Dessas exigências, derivam as novidades da estrutura e da formação dos membros: • Classes ou graus: professos (quarto voto solene em relação às missões), coadjutores espirituais (padres) e temporais (irmãos). • Longa formação: residências próprias e estudos em universidades. O ministério teológico, a tarefa educativa, a preocupação com a justiça e o diálogo inter-religioso são as prioridades e as perspectivas mais importantes que se apresentam aos jesuítas. A educação é o meio por excelência de esclarecer as consciências e de armar as vontades para o serviço ao bem comum na fidelidade ao Deus revelado por Jesus Cristo.

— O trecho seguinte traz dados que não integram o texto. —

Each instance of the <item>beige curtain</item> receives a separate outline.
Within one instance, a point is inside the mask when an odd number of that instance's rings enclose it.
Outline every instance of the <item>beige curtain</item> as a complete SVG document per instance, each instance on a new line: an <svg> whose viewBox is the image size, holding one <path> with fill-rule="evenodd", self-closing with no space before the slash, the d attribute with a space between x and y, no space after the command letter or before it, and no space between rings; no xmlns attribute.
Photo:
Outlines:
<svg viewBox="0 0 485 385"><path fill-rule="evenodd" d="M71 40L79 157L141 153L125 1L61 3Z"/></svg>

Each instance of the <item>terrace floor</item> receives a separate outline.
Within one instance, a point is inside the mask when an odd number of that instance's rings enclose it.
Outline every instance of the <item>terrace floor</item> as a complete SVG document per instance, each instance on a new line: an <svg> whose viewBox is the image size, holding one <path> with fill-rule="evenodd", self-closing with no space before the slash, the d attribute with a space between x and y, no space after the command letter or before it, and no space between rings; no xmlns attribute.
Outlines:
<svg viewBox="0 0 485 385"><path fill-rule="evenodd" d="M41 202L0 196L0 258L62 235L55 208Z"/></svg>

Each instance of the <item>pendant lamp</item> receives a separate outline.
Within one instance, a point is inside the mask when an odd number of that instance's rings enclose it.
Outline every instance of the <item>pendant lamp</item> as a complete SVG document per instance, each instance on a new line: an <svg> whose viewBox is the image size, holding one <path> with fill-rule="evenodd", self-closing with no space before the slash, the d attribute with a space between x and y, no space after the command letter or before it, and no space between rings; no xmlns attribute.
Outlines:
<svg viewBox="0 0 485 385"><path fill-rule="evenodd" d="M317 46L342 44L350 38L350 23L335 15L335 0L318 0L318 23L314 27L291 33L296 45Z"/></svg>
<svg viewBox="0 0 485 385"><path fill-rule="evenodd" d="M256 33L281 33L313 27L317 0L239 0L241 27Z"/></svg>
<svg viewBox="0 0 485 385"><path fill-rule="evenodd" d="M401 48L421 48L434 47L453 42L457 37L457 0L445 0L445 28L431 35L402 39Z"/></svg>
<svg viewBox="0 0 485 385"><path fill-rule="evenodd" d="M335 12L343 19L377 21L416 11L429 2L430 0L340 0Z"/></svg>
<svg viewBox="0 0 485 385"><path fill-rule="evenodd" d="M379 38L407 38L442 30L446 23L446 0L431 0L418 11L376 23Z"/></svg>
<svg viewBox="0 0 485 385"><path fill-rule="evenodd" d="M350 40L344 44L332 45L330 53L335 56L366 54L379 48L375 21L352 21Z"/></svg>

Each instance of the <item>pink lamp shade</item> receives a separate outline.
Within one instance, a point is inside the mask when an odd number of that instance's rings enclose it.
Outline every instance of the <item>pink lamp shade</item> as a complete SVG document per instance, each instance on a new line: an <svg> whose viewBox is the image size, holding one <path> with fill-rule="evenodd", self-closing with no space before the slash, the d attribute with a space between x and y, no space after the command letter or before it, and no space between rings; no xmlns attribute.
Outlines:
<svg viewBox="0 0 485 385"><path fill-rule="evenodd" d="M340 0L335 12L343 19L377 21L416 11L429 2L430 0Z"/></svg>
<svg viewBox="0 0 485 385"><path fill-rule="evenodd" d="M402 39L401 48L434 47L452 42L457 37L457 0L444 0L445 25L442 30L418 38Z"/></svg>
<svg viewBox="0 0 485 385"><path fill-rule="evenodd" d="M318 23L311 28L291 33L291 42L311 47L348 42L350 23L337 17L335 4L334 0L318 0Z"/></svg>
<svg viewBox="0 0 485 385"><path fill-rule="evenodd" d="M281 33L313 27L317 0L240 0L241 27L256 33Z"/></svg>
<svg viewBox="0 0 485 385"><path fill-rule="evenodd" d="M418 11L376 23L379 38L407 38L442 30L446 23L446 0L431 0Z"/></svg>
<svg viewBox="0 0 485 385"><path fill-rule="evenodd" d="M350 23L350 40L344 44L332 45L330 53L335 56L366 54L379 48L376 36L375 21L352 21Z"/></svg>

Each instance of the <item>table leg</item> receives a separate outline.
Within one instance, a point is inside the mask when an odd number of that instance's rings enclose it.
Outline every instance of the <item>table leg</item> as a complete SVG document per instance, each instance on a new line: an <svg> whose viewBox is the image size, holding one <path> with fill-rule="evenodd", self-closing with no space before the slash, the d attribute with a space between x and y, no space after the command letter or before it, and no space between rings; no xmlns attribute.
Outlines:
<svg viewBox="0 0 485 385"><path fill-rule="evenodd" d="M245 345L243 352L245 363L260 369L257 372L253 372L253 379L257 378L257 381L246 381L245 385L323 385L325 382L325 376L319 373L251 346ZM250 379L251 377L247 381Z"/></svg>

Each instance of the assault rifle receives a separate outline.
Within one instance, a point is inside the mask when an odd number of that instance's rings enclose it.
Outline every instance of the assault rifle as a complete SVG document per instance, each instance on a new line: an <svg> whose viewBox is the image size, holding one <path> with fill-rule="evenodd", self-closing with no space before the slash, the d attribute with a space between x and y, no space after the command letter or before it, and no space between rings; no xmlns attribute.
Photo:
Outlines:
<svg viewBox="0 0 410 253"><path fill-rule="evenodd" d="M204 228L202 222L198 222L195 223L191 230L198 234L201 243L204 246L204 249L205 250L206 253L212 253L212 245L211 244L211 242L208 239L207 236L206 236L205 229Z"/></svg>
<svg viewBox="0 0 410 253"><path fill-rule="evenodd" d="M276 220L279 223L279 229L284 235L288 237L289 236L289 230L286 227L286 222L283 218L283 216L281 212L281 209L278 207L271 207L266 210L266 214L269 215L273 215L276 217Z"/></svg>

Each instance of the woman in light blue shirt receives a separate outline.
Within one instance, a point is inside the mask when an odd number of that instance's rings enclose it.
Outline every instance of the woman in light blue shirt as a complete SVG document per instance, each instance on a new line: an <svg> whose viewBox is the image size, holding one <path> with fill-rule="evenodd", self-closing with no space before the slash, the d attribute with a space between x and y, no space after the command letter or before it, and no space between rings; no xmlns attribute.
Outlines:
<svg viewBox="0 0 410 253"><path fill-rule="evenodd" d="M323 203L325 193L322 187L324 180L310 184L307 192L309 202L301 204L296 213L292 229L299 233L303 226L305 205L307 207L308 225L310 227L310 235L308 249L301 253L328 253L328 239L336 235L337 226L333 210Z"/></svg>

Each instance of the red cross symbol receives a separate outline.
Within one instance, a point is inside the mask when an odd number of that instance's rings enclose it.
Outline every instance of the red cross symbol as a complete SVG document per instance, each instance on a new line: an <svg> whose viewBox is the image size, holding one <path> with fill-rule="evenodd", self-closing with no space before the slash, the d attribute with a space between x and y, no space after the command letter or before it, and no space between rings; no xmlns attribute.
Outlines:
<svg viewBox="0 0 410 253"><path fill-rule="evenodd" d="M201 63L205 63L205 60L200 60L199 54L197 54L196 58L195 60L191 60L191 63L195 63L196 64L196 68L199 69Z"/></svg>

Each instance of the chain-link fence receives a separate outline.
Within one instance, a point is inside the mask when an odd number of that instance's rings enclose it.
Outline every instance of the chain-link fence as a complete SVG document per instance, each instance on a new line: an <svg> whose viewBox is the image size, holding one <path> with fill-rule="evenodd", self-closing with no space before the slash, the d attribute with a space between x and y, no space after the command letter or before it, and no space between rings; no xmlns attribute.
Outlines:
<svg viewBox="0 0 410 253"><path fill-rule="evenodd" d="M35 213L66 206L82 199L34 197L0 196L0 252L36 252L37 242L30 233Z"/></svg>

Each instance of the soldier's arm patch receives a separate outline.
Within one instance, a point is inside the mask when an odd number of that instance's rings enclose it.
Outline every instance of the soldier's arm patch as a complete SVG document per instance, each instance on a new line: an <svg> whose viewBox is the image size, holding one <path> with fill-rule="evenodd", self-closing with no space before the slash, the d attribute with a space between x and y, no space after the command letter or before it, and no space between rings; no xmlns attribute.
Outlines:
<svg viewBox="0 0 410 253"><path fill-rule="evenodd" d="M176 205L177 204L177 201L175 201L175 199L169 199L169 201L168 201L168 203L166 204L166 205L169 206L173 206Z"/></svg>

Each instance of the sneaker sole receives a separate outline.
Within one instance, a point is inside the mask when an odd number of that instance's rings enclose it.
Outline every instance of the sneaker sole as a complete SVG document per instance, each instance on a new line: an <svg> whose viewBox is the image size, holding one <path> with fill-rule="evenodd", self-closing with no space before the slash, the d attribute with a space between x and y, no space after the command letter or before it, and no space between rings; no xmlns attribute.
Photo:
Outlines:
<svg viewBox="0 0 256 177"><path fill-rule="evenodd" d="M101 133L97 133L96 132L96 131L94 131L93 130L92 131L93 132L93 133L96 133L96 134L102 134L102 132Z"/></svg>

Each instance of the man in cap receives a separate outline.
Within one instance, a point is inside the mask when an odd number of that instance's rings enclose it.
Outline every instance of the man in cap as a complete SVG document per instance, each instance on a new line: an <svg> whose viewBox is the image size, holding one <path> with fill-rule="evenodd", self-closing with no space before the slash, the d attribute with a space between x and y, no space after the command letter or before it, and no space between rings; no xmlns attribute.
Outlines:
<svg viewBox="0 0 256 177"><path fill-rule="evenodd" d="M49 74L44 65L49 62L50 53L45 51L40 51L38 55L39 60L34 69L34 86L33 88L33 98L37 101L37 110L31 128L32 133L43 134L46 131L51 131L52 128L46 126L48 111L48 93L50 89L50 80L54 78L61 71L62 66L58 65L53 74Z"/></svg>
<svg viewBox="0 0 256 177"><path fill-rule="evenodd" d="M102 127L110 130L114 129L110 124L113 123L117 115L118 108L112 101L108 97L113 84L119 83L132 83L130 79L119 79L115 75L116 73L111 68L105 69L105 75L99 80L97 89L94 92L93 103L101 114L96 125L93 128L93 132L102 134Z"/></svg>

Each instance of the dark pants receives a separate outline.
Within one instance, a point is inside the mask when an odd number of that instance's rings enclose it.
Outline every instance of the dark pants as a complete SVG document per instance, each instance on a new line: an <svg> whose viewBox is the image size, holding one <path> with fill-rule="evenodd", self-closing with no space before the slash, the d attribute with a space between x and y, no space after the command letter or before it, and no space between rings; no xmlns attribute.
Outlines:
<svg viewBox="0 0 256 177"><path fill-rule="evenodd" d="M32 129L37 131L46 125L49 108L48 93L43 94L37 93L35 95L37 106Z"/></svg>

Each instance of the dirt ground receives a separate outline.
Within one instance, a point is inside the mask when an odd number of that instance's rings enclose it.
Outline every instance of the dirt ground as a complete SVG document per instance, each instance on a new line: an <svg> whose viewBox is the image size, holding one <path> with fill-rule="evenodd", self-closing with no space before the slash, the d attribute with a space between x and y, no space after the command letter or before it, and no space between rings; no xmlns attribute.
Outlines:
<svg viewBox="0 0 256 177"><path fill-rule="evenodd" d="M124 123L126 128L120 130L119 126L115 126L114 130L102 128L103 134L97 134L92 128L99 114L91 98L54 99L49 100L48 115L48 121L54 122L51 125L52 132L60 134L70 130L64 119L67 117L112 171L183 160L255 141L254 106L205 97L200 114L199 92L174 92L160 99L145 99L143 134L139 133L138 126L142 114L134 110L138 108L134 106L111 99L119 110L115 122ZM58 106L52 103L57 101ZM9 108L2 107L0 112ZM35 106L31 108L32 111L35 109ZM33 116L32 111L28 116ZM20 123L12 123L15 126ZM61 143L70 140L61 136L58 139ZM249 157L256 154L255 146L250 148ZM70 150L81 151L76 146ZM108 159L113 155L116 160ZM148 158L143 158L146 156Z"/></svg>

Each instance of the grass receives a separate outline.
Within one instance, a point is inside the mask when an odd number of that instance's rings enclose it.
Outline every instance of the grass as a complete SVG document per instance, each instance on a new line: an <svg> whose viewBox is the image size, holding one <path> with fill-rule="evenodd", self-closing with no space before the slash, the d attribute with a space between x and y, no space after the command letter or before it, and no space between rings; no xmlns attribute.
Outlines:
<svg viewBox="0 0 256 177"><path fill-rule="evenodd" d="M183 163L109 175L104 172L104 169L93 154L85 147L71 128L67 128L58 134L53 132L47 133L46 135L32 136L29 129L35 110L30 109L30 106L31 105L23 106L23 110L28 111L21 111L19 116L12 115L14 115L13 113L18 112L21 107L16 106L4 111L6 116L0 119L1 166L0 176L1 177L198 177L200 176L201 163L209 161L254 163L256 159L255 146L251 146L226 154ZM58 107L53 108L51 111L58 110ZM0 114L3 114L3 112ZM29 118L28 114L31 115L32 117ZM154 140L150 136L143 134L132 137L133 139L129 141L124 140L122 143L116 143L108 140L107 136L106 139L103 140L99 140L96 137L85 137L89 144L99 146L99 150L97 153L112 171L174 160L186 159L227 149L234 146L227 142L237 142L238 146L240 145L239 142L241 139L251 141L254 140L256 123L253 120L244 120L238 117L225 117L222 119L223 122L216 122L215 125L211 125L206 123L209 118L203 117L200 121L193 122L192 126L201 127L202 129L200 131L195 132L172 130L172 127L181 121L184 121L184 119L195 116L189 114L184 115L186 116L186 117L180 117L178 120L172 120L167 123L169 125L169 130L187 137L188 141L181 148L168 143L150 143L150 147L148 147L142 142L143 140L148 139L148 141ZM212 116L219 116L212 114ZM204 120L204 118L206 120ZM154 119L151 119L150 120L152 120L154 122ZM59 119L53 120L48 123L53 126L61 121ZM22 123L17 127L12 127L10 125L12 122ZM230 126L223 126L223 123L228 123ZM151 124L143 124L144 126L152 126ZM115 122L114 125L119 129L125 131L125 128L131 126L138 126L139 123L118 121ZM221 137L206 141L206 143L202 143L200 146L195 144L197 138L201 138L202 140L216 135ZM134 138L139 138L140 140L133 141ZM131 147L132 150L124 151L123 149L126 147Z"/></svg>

Trata-se de procurar educar a totalidade da pessoa: psicológica, moral, espiritual, intelectual e profissionalmente. Em meio ao pluralismo e à fragmentação de valores, importa dar acesso à inteligência das coisas de Deus e à tradição cristã mais vigorosa, questionar as raízes culturais e intelectuais da injustiça e educar para a cultura da responsabilidade e do sentido da solidariedade, enfim contribuir para que a humanidade encontre o melhor caminho de preservar e promover a vida em todas as suas dimensões – buscar Deus em todas as coisas e participar da luta por um mundo mais justo. Pe. Danilo Mondoni, SJ é professor associado da FAJE (Faculdade Jesuíta de Filosofia e Teologia), professor de História do Cristianismo na Faculdade de São Bento e editor assistente de Edições Loyola

as Constituições da Companhia de Jesus não são uma coleção de decretos e regras, mas apresentam um conjunto de objetivos e ideais.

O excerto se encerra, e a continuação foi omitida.